“What is something you love and why?”

“I have a deep love for wine because it’s so unique. All of the elements are at play when you create wine. You have earth, you have wind, you have water, hopefully not fire. All of them combine to produce what you end up drinking in that particular vintage and you won’t be able to reproduce that  exactly because invariably things change. Even rotting or some kind of disease will sometimes enhance wine and sometimes hurt wine and that varies from year to year. Viticulturists and farm managers do their best to mitigate those problems but sometimes it works well for the wine and you end up enjoying that unexpected surprise.

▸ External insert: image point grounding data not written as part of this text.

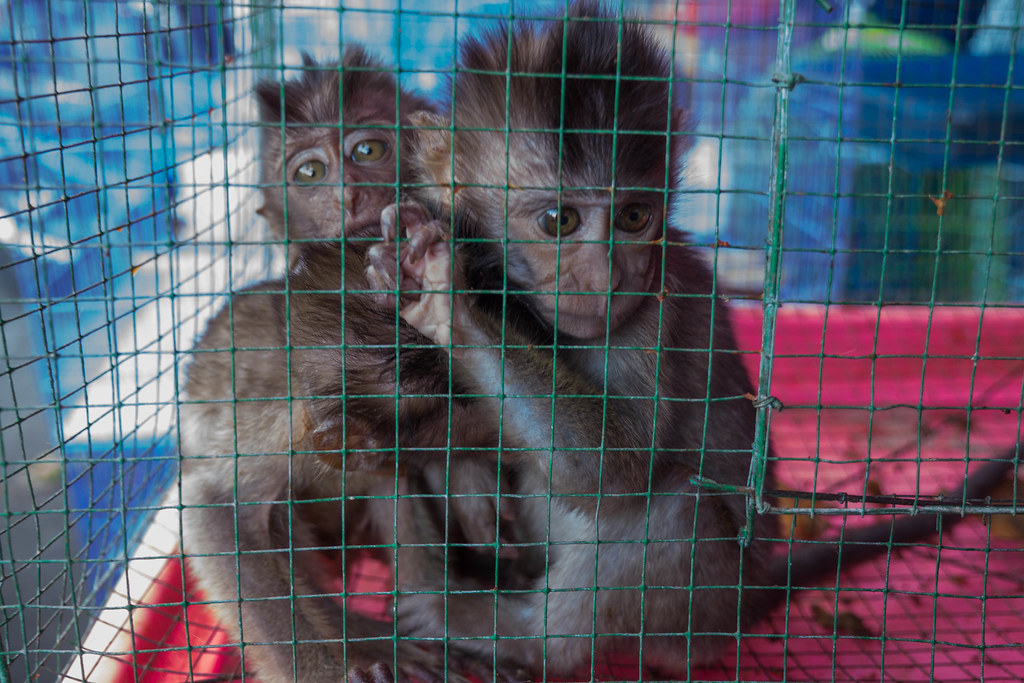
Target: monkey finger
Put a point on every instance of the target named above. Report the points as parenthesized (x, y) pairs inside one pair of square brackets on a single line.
[(422, 238), (381, 268), (394, 216), (378, 673)]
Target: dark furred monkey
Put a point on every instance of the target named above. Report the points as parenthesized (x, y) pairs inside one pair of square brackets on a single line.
[(335, 177), (608, 356), (270, 384)]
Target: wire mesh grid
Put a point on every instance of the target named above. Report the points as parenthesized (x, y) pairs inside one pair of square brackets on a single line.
[(869, 155)]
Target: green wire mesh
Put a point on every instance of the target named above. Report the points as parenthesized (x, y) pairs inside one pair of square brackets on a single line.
[(842, 162)]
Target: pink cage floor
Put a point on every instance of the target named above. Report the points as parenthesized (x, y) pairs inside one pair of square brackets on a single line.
[(950, 611)]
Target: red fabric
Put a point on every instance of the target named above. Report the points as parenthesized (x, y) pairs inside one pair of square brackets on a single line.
[(924, 613)]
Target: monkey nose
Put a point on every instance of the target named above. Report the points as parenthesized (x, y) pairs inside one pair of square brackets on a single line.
[(350, 198)]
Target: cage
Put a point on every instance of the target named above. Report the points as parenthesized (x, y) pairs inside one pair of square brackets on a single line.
[(853, 177)]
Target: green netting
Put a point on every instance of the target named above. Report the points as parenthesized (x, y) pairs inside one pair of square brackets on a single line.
[(854, 177)]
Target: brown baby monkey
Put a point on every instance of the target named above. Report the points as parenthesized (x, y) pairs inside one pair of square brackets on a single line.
[(586, 330), (299, 379)]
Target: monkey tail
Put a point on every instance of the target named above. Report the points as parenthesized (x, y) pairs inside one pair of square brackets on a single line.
[(807, 564)]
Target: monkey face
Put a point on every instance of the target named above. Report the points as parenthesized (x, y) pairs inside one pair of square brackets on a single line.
[(334, 186), (590, 261)]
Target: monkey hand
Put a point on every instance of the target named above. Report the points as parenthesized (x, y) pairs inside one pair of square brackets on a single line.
[(418, 270), (378, 673)]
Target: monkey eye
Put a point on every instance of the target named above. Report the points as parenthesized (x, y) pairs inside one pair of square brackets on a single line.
[(633, 217), (310, 171), (366, 152), (557, 222)]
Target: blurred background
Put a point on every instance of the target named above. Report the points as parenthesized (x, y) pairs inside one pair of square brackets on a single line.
[(127, 200)]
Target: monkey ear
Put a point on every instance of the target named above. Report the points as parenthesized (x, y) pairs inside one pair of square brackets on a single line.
[(432, 146)]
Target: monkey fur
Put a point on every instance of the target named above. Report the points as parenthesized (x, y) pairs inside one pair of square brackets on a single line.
[(271, 402), (585, 327)]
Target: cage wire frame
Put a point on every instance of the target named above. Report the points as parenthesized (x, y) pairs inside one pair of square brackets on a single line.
[(113, 266)]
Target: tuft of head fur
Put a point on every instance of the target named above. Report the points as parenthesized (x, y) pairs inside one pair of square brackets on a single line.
[(594, 81)]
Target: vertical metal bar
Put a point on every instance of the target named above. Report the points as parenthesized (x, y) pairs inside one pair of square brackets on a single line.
[(784, 82)]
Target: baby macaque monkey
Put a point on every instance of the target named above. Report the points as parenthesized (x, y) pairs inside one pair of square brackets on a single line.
[(597, 342), (269, 387), (321, 180)]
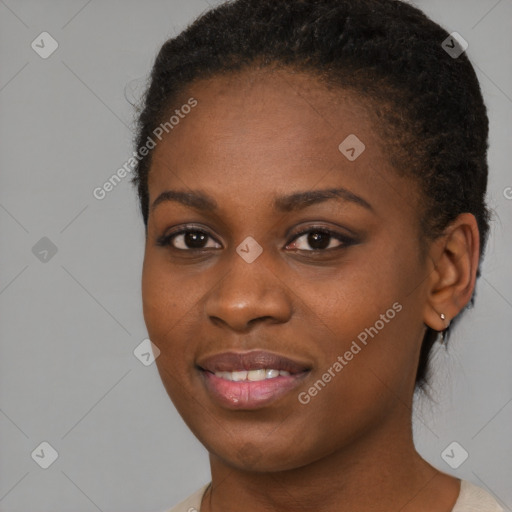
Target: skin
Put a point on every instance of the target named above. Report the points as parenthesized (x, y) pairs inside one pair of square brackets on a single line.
[(254, 136)]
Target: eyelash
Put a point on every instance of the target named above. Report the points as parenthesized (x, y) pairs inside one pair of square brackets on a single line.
[(345, 241)]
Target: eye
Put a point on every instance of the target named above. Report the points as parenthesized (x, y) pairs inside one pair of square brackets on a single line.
[(320, 239), (188, 240)]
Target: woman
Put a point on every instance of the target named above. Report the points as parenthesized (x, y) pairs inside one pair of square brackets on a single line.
[(313, 191)]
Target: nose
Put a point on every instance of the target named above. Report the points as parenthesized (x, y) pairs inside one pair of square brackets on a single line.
[(248, 294)]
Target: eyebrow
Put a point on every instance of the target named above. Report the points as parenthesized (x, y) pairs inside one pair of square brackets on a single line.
[(202, 202)]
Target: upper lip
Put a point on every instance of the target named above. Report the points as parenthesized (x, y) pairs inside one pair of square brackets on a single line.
[(253, 360)]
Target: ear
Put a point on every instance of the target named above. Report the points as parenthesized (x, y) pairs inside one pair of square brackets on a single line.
[(454, 260)]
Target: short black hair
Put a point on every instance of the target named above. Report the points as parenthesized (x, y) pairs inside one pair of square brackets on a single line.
[(429, 102)]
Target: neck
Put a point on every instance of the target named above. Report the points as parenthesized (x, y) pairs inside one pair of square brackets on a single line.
[(381, 471)]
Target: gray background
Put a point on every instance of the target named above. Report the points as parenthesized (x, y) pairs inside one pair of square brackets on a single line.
[(68, 328)]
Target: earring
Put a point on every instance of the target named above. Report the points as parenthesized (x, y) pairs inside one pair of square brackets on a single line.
[(443, 332)]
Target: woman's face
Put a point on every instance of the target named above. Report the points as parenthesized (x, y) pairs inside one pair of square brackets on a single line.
[(266, 270)]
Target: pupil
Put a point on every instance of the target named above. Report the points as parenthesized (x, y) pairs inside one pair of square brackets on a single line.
[(318, 240), (194, 239)]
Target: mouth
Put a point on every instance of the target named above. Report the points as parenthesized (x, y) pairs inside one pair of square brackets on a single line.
[(250, 380)]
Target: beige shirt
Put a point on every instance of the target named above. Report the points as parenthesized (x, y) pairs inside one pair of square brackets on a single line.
[(471, 499)]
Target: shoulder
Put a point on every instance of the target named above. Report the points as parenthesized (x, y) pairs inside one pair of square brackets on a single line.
[(192, 503), (475, 499)]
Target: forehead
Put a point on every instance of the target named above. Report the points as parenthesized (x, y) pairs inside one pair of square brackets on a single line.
[(264, 131)]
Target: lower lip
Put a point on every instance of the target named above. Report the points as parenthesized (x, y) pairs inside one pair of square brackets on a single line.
[(250, 394)]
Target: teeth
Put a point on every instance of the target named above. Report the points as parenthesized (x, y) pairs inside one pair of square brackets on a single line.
[(238, 376), (252, 375)]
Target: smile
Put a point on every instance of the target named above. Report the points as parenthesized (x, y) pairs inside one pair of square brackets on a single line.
[(250, 380)]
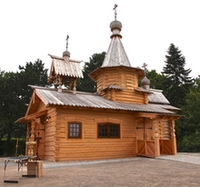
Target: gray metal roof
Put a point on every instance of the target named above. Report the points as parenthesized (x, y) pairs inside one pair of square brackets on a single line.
[(116, 54), (66, 67), (157, 97), (91, 100)]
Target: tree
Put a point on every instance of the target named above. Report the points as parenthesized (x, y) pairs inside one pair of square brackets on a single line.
[(15, 95), (87, 84), (177, 80), (188, 128)]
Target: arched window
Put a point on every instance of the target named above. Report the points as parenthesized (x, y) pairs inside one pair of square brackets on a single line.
[(74, 130), (108, 130)]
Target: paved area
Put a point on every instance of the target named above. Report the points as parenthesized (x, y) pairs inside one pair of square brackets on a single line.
[(166, 171)]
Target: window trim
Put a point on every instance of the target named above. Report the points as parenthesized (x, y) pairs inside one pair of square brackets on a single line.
[(80, 130), (108, 131)]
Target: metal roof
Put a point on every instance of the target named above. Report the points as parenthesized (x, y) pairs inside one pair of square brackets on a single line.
[(116, 54), (157, 97), (66, 67), (91, 100)]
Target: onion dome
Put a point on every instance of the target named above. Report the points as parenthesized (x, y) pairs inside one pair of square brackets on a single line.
[(145, 82), (115, 25), (66, 52)]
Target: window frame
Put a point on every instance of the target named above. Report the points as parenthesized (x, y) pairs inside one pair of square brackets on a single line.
[(80, 130), (108, 130)]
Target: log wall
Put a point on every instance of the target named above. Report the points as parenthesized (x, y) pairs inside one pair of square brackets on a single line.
[(126, 79), (89, 146)]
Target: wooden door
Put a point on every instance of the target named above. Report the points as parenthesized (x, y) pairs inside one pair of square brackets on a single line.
[(39, 137), (145, 143)]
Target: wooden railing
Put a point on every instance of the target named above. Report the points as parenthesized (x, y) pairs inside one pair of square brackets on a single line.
[(146, 148)]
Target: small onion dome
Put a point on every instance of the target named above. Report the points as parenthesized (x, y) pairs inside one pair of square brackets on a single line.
[(115, 25), (145, 82), (66, 53)]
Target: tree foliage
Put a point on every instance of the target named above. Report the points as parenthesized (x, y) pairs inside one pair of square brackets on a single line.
[(177, 80), (87, 84), (188, 128), (15, 95)]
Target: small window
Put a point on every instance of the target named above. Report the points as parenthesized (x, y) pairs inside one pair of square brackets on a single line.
[(74, 130), (108, 130)]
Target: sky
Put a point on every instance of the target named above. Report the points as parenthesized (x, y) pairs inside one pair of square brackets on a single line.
[(32, 29)]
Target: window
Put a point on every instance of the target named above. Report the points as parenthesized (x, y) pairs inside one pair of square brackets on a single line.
[(108, 130), (74, 130)]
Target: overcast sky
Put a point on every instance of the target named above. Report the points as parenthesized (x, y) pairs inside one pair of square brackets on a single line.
[(32, 29)]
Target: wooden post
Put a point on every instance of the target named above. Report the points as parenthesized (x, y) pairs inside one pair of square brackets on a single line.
[(173, 138), (156, 138)]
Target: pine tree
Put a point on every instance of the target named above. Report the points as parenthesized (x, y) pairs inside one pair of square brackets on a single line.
[(87, 84), (177, 82)]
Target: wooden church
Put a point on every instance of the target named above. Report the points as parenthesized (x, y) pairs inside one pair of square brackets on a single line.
[(120, 120)]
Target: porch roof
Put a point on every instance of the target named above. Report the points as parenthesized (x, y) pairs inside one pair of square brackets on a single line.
[(92, 100)]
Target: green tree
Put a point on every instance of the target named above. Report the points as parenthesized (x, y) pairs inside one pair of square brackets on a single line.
[(177, 80), (15, 95), (87, 84), (188, 127)]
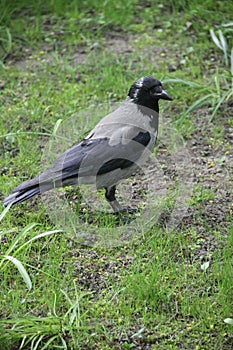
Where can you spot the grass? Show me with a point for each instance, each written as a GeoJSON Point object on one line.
{"type": "Point", "coordinates": [165, 288]}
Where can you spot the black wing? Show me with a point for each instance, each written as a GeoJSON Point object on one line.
{"type": "Point", "coordinates": [89, 158]}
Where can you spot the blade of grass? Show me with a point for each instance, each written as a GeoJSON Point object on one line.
{"type": "Point", "coordinates": [21, 269]}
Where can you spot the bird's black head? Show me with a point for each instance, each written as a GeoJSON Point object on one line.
{"type": "Point", "coordinates": [147, 91]}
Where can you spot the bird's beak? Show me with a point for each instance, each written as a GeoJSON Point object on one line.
{"type": "Point", "coordinates": [164, 95]}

It’s an amazing thing. It’s temporal, and fleeting, and it makes you think about it, if you know to think about it. It makes you feel connected to the earth in ways you may never have even thought of.”

“So since each bottle of wine is so unique, wouldn’t every one be appreciated for what it is and not judged on an objective level or comparatively to other wines?”

“Totally! It is so subjective. Even the best wine makers will tell you that what works for their palette may be different among their group, and especially for the average consumer. It doesn’t mean anyone is right, it just mean whatever your tongue likes. It may be sweet wine or dry wine, or certain varietals. Remember in the movie Sideways when Paul Giamatti’s characters screams, ‘I am not drinking Merlot!’ he was just expressing his opinion but the Merlot industry really plummeted worldwide as a result of that.”

“It’s amazing how much power art has. It seems like the best way to figure out what you like in the wine world, or the world in general, is just to try things for yourself and develop your own preferences.”

“I totally agree. I’ve developed a deep personal relationship with wine because I see it as the perfect culmination of science, art, dedication, a little bit of luck, and maybe spirituality if you want to go that far. And that’s why people are so passionate about their wines because they’re artists at their craft. They’re also agrarians and scientists. It’s almost like Socrates and Plato because one has to command such a breadth of different fields in order to be a master wine maker. Probably one of the reasons the Greeks appreciated it so much is that it involves a lot of domains of expertise." 

"That’s beautiful. It’s nice to hear you passion.”